Eviter les positions extrêmes

Ne voir que la partie pleine du verre, conduit à une forme pernicieuse de complaisance, empêche de voir la réalité en face, confine dans une posture d’autosatisfaction stérile, et comme nous vivons dans un monde dynamique où les transformations sont extrêmement rapides, une telle attitude ne peut conduire finalement qu’au recul et à la régression. 

A contrario, ne voir que la partie vide du verre conduit à se placer dans un référentiel d’espace temps en rupture avec la réalité et confine dans une posture négativiste, stérile, et en fin de compte, contre productive.

Il convient par conséquent de puiser dans l’immense champ de la sagesse pour que chacun, indépendamment de ses convictions idéologiques et de sa position, prenne la peine de respecter les grandes lois que nous enseignent l’histoire et le savoir des hommes, d’accepter la remise en question, de reconnaître et respecter  l’autre dans sa diversité, et d’éviter surtout les deux attitudes extrêmes dont on vient de parler. Car, la vérité sociale n’est souvent pas unique et il est illusoire d’en revendiquer le monopole.

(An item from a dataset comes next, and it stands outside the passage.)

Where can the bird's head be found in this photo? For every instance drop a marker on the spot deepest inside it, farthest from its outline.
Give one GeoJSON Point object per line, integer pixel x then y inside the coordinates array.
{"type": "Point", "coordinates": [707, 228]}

La sagesse nous dicte également de reconnaître qu’il y a avantage à voir tout autant la partie pleine du verre qui fournit l’énergie et l’espoir nécessaires pour aller de l’avant, que la partie vide qui incite à l’humilité, à l’effort et à la remise en question, qualités indispensables à tout progrès. En effet, toute œuvre humaine visant l’intérêt général est digne de respect, mais en même temps et quelle qu’en soit la perfection, elle reste toujours inachevée et sujette à des améliorations et des corrections possibles.

Ce n’est qu’à ce prix, en réhabilitant la sagesse, en évitant les positions extrêmes, que se fédèrent les énergies et les intelligences ouvrant la voie à une exploitation optimale des opportunités qu’offre le monde complexe où nous vivons, pour le bien de tous et pour offrir l’espoir aux générations futures, ressort de tout progrès.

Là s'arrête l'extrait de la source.